In a revolution against King Tobacco, Russia has just banned smoking in all restaurants, bars, hotels, and trains. And it is now an increasingly common in Moscow to see groups of men and women smoking on the sidewalks.

Oleg Xhoroshim, a 43-year-old Moscow resident, welcomes the big change. He says he and his children are nonsmokers. They were tired of breathing other peoples' smoke.

He says, in little cafes and little restaurants, smoke spreads. So he fully supports the new law.

As Russian bars approach their first non-smoking weekend, bartenders worry that clients will stay away.

“You should have freedom to choose what you want. There are a lots of non-smoking restaurants in Moscow, so I think it makes no sense,” said Sergei Goncharov, who tends bar at John Donne Pub, a popular central Moscow establishment.

The ban even extends to Russia’s wildly popular “summer verandas.” Smokers will have to stand five meters from these outdoor chairs and tables.

Opponents, like Goncharov, stress that in much of Russia outdoor temperatures are below freezing for half of the year.

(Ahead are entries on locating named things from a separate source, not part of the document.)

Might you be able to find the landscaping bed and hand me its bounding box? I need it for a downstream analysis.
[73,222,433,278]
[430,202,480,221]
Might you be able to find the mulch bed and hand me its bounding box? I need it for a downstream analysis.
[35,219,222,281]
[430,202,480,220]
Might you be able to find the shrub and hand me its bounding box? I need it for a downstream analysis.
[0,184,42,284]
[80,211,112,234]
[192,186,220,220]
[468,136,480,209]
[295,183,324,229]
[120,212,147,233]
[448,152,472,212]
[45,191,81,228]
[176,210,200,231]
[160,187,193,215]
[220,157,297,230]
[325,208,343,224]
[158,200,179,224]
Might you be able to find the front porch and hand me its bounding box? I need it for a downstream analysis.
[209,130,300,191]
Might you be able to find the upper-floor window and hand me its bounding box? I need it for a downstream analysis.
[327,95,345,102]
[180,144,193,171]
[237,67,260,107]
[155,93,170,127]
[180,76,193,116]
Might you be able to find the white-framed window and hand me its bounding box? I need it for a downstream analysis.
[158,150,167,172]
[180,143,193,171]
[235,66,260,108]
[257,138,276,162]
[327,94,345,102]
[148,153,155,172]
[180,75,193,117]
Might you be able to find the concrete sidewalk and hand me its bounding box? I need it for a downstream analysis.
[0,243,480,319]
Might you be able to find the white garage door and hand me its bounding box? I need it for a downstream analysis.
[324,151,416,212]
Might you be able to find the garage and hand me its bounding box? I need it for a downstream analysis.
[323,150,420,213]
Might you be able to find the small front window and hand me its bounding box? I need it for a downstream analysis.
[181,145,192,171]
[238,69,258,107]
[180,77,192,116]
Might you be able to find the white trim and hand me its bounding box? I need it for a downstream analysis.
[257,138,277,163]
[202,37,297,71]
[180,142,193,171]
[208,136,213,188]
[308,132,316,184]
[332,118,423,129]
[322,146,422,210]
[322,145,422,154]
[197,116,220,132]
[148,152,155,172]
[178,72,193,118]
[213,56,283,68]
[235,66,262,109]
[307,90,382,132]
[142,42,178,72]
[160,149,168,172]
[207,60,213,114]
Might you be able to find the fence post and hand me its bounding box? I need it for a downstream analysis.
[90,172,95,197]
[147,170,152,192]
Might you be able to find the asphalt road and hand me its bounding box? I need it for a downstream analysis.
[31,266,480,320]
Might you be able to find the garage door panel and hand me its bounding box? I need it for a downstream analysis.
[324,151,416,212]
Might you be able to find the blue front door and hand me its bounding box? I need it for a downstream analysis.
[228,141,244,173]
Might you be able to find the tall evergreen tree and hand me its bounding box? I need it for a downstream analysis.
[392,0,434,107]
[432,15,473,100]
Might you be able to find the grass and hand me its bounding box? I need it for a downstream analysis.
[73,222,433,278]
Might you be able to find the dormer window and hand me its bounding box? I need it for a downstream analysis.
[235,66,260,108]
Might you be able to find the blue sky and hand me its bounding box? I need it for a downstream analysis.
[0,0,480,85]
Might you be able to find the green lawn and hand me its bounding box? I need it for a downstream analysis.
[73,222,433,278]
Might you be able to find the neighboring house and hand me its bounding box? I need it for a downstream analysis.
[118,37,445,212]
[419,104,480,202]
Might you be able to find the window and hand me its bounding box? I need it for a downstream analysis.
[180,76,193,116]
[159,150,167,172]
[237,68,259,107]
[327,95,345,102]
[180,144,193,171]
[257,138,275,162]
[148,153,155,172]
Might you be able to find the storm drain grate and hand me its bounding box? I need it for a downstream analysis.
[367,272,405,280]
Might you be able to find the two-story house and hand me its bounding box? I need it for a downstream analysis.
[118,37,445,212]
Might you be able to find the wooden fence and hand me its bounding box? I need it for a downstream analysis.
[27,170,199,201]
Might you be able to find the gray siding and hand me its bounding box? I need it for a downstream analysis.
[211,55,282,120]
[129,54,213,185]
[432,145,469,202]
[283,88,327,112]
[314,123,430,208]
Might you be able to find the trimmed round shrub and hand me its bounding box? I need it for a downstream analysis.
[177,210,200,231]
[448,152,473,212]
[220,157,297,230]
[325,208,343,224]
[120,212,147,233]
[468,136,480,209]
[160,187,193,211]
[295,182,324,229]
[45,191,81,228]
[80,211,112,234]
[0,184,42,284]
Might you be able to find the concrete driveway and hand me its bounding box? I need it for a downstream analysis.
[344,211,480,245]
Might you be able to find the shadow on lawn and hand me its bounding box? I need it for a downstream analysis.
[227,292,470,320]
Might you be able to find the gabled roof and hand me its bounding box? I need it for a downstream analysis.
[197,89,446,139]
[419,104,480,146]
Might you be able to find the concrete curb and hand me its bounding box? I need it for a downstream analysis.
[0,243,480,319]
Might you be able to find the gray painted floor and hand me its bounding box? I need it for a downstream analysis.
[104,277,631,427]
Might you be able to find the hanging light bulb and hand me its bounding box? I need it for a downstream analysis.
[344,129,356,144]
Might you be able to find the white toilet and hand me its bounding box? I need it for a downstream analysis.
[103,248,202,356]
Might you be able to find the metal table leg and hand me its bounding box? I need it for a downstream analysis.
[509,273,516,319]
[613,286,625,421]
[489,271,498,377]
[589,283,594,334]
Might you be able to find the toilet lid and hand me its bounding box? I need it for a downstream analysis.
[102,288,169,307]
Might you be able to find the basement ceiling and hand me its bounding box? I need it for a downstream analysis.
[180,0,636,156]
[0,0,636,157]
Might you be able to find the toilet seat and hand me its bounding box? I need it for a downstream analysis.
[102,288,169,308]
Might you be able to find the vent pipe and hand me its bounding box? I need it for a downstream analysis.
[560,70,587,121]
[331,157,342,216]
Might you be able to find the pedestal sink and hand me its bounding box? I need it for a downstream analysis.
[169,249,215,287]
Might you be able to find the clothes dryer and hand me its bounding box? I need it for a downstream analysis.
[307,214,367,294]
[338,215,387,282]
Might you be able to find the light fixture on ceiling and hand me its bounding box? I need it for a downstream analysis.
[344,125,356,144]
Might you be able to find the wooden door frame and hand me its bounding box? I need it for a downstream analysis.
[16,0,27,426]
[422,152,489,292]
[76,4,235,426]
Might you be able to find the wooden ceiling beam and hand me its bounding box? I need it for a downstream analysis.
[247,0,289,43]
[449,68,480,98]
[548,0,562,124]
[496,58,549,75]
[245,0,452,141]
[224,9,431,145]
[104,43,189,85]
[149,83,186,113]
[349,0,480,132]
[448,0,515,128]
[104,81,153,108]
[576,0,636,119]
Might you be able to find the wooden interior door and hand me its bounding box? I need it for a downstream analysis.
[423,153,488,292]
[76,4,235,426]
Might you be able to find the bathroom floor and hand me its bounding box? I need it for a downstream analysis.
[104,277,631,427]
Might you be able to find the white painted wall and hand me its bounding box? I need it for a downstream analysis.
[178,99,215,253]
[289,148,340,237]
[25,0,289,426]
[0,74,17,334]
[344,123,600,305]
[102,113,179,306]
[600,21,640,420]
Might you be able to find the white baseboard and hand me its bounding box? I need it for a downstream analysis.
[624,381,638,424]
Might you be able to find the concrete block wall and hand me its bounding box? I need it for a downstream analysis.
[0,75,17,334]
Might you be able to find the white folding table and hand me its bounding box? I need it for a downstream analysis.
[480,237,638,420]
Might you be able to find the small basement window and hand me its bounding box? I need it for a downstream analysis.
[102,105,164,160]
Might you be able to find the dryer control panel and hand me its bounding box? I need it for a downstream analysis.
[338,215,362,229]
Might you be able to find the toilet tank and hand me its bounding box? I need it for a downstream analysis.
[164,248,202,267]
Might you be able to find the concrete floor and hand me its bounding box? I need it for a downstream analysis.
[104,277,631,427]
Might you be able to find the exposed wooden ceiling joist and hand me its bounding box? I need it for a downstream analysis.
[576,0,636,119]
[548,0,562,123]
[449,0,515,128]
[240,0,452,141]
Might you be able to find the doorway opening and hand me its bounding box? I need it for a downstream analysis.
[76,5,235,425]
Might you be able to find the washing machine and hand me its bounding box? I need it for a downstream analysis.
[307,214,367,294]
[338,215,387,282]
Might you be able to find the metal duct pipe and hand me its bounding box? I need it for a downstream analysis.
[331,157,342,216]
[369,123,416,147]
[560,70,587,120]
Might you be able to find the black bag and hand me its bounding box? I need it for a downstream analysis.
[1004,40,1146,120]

“When it is summer, it is not so annoying. But when it is cold, you should put on your coat and go somewhere,” he said.

Last year, Russia banned cigarette advertising, placed graphic warnings on cigarette packs, and restricted smoking in many areas. Russia’s Health Ministry said these steps pushed 15 percent of the nation’s smokers to quit.

Now, Russia plans to increase cigarette taxes six times in an effort to cut the nation’s legion of smokers by another 15 percent.

Alexei Tatarsky, a lung specialist, approves.

"For the first time ever," he said, "the government is taking serious and decisive measures in the fight against smoking."

Today, 60 percent of Russian men smoke. In Soviet days, cigarette shortages sparked riots.

Tatarsky says the Kremlin faces a challenge - changing the lives of almost half Russia’s adult population, without provoking a backlash.

Oleg Smolin, a smoker for 10 years, says adjusting to the new law will be tough, but doable.

“We will get used to it," he said. And he asked, "if in Europe and in other countries, they get used to it, why can’t we?”

For now, Russians appear to be complying. It could be fear of fines for violations: the ruble equivalent of $45 for a smoker, $1,000 for a restaurant, and $2,000 for a business.